Austin’s story is so insightful, and raises essential issues of racial justice and cultural microaggressions in white society.

This book is my story about growing up in a Black girl’s body. It’s about surviving in a world not made for me.

Austin Channing Brown’s first encounter with a racialised America came at age seven, when she discovered her parents named her Austin to deceive future employers into thinking she was a white man. Growing up in majority-white schools and churches, Austin writes, ‘I had to learn what it means to love Blackness,’ a journey that led to a lifetime spent navigating America’s racial divide as a writer, speaker and expert helping organisations practice genuine inclusion.

Paperback: $24.66 Kindle: $15.99


Darkness is Golden – Mary Hoang

darkness is golden summer reading
Image: Pantera Press

Life’s messy.
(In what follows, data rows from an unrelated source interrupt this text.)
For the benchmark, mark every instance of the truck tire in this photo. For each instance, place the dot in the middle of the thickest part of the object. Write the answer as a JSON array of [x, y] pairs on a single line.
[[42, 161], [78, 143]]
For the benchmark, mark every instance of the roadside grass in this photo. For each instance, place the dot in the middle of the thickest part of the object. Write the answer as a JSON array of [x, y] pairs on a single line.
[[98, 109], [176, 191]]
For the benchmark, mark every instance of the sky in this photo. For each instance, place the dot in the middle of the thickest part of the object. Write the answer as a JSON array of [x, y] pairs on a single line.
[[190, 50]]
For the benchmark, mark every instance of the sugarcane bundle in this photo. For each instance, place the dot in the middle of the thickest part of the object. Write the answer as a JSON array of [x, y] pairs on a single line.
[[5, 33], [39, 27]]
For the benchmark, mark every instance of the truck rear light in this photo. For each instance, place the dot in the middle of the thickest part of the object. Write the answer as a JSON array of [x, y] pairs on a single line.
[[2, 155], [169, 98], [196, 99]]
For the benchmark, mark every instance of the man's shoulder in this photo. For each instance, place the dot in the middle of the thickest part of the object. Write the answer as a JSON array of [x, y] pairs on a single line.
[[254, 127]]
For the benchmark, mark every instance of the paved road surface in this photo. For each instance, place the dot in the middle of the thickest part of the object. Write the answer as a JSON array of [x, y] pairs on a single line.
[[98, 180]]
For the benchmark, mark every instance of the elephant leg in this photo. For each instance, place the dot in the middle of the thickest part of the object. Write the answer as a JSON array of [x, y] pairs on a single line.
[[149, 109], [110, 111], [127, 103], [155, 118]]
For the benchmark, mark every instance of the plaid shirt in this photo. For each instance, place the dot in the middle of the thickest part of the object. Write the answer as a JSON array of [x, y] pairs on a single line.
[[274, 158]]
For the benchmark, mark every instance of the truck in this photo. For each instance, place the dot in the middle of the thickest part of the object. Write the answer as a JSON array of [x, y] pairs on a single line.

This book will sort you out.

Indigo Project psychologist Mary Hoang will teach you how to face your fears and anxieties and make meaning from loss and pain, to find your true purpose, meaning, and a life that resonates for you. Hidden in the folds of human life are the stories that most of us want to keep in the dark.

The shit storms, our anxieties, the failed relationships, our sadness, our fears of the future, our psychological pain. Darkness is Golden is a commentary on the universal experience of ‘darkness’ that weighs on us all, and how those shadows can hold the answers we seek. It’s an insightful guide on how to embrace the complexity of the mind when navigating emotions and relationships.